Son ambition ? « Rendre le produit accessible, sans forcément casser les prix ». Ces deux séries limitées de cinquante exemplaires chacune ont par exemple été vendues à 198 € l’unité sur son site Internet. « Je voulais être accessible pour toutes les personnes qui me demandaient mes prix et pour qu’elles puissent se procurer une œuvre », souligne Zoulliart.

Car le jeune artiste, qui a peint de nombreux portraits de stars, dont Mike Tyson, Pink, Cyril Hanouna et Nabilla, vend habituellement ses œuvres autour des 8 000 €. Devant le succès des ventes, il a décidé d’aller déposer les productions directement chez ses clients à bord d’une camionnette. « Quand j’ai vu autant de commandes (pour sa série de décembre, NDLR), je me suis dit qu’il fallait que j’aille à la rencontre de ces gens, surtout qu’on est dans une période pas facile ».

« Vous rendez l’art accessible »

Après une première opération en décembre, au cours de laquelle il a livré plus de 400 clients partout à travers la France, Zoulliart a voulu recommencer l’expérience, cette fois au volant de sa Fiat 500, repeinte par ses soins. Fin janvier, il a livré seize des cent acquéreurs de ses créations. « C’est incroyable ! s’enthousiasme David, ingénieur informatique qui travaille à Paris. C’est rare de pouvoir rencontrer un artiste et de pouvoir l’approcher de près », poursuit ce chef de projet informatique.

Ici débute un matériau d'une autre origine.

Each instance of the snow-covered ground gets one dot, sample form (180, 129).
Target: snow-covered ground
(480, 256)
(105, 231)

« À l’intérieur, je bouillonne, ça me fait super plaisir ! », explique Kady, commerciale, descendue au pied de son immeuble avec son bébé de 8 mois dans le bras pour rencontrer l’artiste. « Je n’ai jamais acheté de l’art à proprement dit, mais là ce que vous faites, j’adore ! » sourit-elle sous son masque. « L’avantage, c’est que vous le rendez accessible à des gens comme moi. » Face au succès de ces livraisons, le jeune Zoulliart promet de renouveler l’opération.